Of course, the ghost trick will also make it possible to see the excellent Elizabeth Debicki in the role of Princess Diana for an episode longer, which is exactly what the viewers want, and the creators are happy to fulfill their wishes.
At the same time, however, the idea with a ghost is an expression, if not directly of creative despair, then at least a resignation to more refined procedures and a less condescending way for the audience: the apparition of the deceased “saint” here crowns the uncovered game of certainty, which from the beginning of the final series leads the series into the field of sentimental kitsch.
What we want from the series
At the same time, not only award-winning series like biting Struggle for powerbut also herself Crown in previous series have shown that a series about the lives of elites does not necessarily have to drown in simplistic emotions, but can offer a very refreshing critical perspective.
However, in the current case, Peter Morgan (following the example of the Queen) decided to “serve the people” and not complicate the audience’s parting with the beloved idol. Therefore, before her death (and even after it), Diana reconciles with Charles, as well as with the queen, in an idyllic way. And in her relationship with Dodi, instead of being a victim of another family with ambitions, the princess becomes a mature mentor to an immature suitor.
The contradiction with real memories, which are still relatively alive, especially angered the British critics, who often did not let on new works Crowns thread dry. In the interest of justice, however, the published half of the last series must also be recognized as having some significant positives. In particular, it concerns the performances, not only of the already mentioned Elizabeth Debicki, but basically of the entire ensemble, for example Khalid Abdalla as Dodi Fayed is excellent within the scope of his role, Charles (Dominic West) and Elizabeth II do not lack charisma. (Imelda Staunton).
Paparazzi as a unit of baseness
With a great deal of persuasiveness, these episodes depict the tabloid photographers’ hunt for Diana – the scenes, which are certainly not exaggerating in any fundamental way, send chills down the spine, and the image of intrusive, familiar and insidious paparazzi shows human baseness in an almost crystalline form.
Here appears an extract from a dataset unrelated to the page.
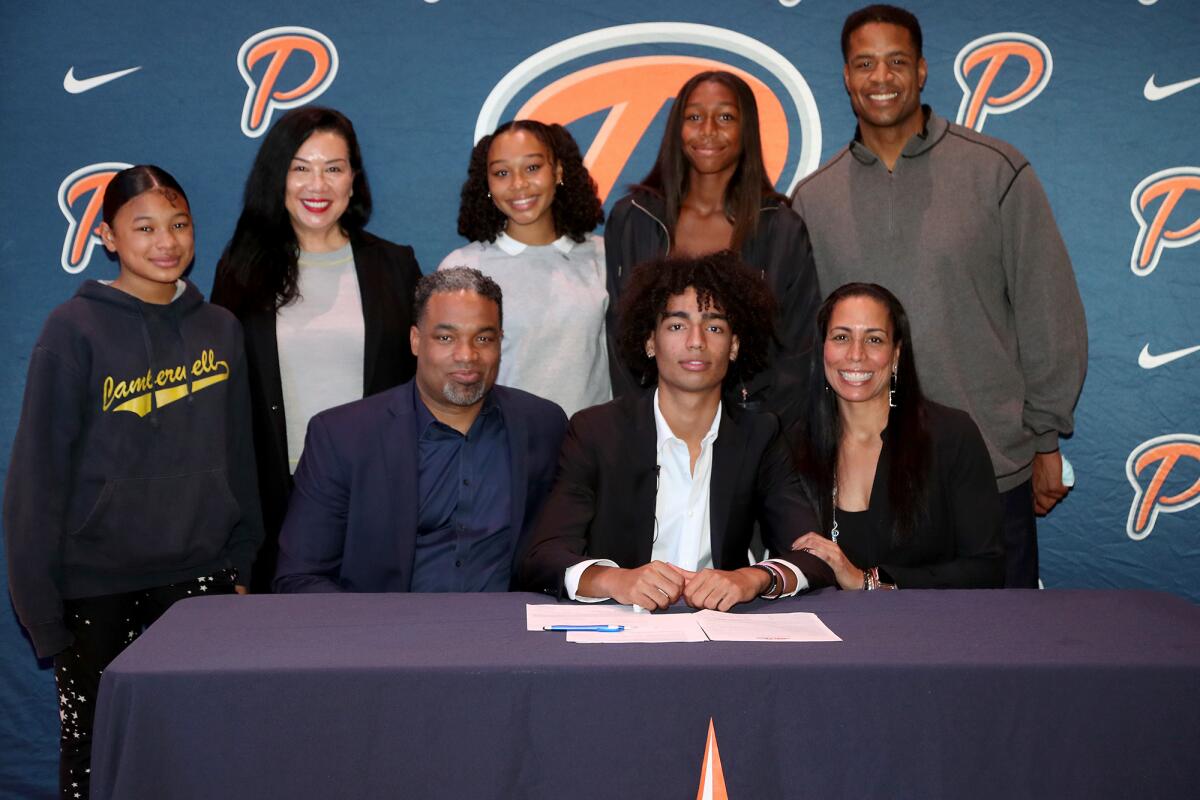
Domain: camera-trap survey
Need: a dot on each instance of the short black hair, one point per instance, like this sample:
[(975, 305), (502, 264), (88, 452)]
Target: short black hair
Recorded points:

The second episode titled Two photos also sympathetically returns to the inventiveness in the narrative that graced the earlier series. It represents the creation of two competing newspaper images from that tumultuous summer – the tabloid photos of Princess Diana, taken by elite paparazzi Mario Brenna, and the idyllic photos of Prince Charles and his sons, for the production of which the royal family commissioned the (here, of course, fictitious) old-fashioned photographer Duncan Muir.
It is of course too early to evaluate the entire series before its halfway point, perhaps the creators are saving the best for the definitive finale. But it is practically certain that the final series will not be among the most successful overall. Princess Diana herself is not to blame, but the too willing succumbing to her cult certainly is.